Michael Culshaw-Maurer

Michael is an Ambassador who studied abroad in Greece and Italy

Why did you choose to study abroad and how did you decide on this program?

I have wanted to study abroad since I decided to attend St. John's; the opportunity to experience other cultures from the perspective of a student was a big selling point for me.

As for choosing the Greco-Roman program, my dad actually did this trip many years ago at St. John's. Since I was young, I've heard stories about his adventures, and the Greco-Roman trip has held my attention ever since. Besides that, I've always been interested in Greek and Roman history, and the opportunity to study history and art history on-site is undeniably unique.

Briefly describe a specific cultural experience you had on your trip that made a lasting impression.

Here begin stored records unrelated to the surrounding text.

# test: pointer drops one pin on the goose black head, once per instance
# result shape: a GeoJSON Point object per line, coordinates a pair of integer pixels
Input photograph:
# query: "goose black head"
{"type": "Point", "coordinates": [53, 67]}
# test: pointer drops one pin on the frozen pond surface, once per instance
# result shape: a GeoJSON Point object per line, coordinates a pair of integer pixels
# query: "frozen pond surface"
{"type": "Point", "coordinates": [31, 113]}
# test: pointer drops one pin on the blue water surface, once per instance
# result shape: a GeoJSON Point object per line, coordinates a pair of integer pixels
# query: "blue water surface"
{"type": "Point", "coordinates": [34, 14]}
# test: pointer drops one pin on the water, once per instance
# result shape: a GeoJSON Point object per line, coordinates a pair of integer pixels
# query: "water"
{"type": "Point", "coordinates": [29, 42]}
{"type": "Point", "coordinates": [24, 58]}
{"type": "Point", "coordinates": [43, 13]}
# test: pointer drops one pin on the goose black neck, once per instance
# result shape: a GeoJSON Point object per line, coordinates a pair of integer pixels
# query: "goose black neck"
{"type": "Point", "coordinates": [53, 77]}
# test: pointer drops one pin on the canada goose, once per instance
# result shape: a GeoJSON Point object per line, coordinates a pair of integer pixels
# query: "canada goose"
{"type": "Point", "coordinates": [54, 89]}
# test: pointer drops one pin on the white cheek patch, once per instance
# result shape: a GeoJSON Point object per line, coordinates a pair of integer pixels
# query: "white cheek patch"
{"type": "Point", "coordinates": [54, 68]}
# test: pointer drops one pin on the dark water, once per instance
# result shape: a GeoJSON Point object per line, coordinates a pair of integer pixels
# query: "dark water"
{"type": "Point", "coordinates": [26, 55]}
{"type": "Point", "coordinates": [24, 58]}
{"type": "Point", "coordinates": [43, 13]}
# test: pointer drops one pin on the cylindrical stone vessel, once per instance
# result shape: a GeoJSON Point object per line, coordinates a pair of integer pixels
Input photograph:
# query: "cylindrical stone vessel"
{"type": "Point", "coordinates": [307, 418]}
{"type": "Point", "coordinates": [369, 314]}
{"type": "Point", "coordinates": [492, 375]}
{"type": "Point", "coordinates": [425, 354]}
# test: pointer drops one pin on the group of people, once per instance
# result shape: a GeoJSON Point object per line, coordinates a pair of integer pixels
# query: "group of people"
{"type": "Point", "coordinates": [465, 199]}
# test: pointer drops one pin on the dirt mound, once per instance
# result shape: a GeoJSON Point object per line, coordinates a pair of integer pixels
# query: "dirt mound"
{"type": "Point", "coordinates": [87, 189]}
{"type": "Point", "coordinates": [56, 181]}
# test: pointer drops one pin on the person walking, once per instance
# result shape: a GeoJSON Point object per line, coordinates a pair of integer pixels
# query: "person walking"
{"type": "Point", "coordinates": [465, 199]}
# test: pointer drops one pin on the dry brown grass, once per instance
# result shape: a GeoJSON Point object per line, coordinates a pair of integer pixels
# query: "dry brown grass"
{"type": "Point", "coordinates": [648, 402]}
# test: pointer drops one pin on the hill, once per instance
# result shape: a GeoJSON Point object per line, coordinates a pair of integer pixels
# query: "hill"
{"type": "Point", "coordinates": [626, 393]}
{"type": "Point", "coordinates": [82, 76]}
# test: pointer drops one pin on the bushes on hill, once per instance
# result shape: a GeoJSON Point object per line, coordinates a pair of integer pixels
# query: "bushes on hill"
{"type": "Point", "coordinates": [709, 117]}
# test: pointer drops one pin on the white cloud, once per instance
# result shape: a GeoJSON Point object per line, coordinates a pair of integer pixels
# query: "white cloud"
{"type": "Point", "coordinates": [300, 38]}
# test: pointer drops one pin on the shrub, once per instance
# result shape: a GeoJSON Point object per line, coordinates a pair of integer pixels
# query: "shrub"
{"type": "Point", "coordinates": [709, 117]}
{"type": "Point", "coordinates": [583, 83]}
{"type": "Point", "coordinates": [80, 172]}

I can recall the first time I had someone greet me with the "double cheek kiss", which is really more of a "double air kiss while touching cheeks". It was a bit unexpected, as I knew it was generally reserved for more familiar people. The fact that I'd gotten to know someone in the community well enough to get that greeting was wonderful. I continue to stay in touch with several friends from Rome, which helps to continue the impression my trip left on me.

Describe your overall study abroad experience.

Describing my overall semester abroad experience is a bit of a daunting task; the breadth and depth of the experience is something extremely difficult to put into words. I would say the experience was a nearly perfect blend of academic and non-academic experience. I was able to learn about Greek history while standing on the Acropolis, eat Italian pizza with Roman friends, and learn about the David while it towered above me. The balance of class time and free time allowed for both structured and independent learning, ultimately making my experience a doubly meaningful one.

Based on your experiences abroad, what are some of the benefits of spending a semester abroad? How has studying abroad contributed to your personal, academic, and professional development?

As I mentioned above, a study abroad experience will give both academic and independent learning opportunities. The classes integrate wonderfully with the location, going beyond simple classroom experiences. Outside of the classroom, I think the increases in confidence and independence are especially noticeable. Navigating a foreign country will undoubtedly lead to increased flexibility, problem-solving skills and situational awareness. Simply living in another country for an extended period of time will give a great expansion of global awareness, and the study abroad programs will only help to fortify and strengthen that awareness.

Personally, I feel much more confident, independent, and decisive than I did before I left for Athens. The way I approach unfamiliar or uncomfortable situations has completely changed, and I find myself tackling new challenges much more readily than before. Academically, I have had the chance to see just how much there is to be learned outside of the classroom, and I would love to pursue academic interests in the field and abroad in the future. Professionally, I feel that I have a much more refined ability to interact with and understand people from other cultures and backgrounds, and I am much more excited and interested in doing so in the future.

What advice can you offer for CSB/SJU students who are considering or planning to study abroad?

First, if you are considering studying abroad but are still unsure: I strongly encourage you to talk to as many ambassadors and others who have studied abroad as you can. You will notice that the trend of "it was the best four months of my life" will continue well beyond the first person you ask. I cannot think of another opportunity I have had in my entire life that was so densely filled with meaningful and unique experiences.

If you are already planning to go abroad, congratulations! You are going to have one of the most richly rewarding experiences of your life. If you really want to make it count, I highly recommend doing a bit of research beforehand. Talk to ambassadors, former program directors, or the OEA staff. Decide which program sparks the biggest interest in you, and which one makes the most sense for your personal goals. Once you've found your interest, cultivate it, build it. I'd recommend you read up on the best local places to eat, see a play, or listen to local music. If you have a hobby or a passion, try to find somewhere you can pursue it abroad! Finally, bring extra underwear. Always a good call.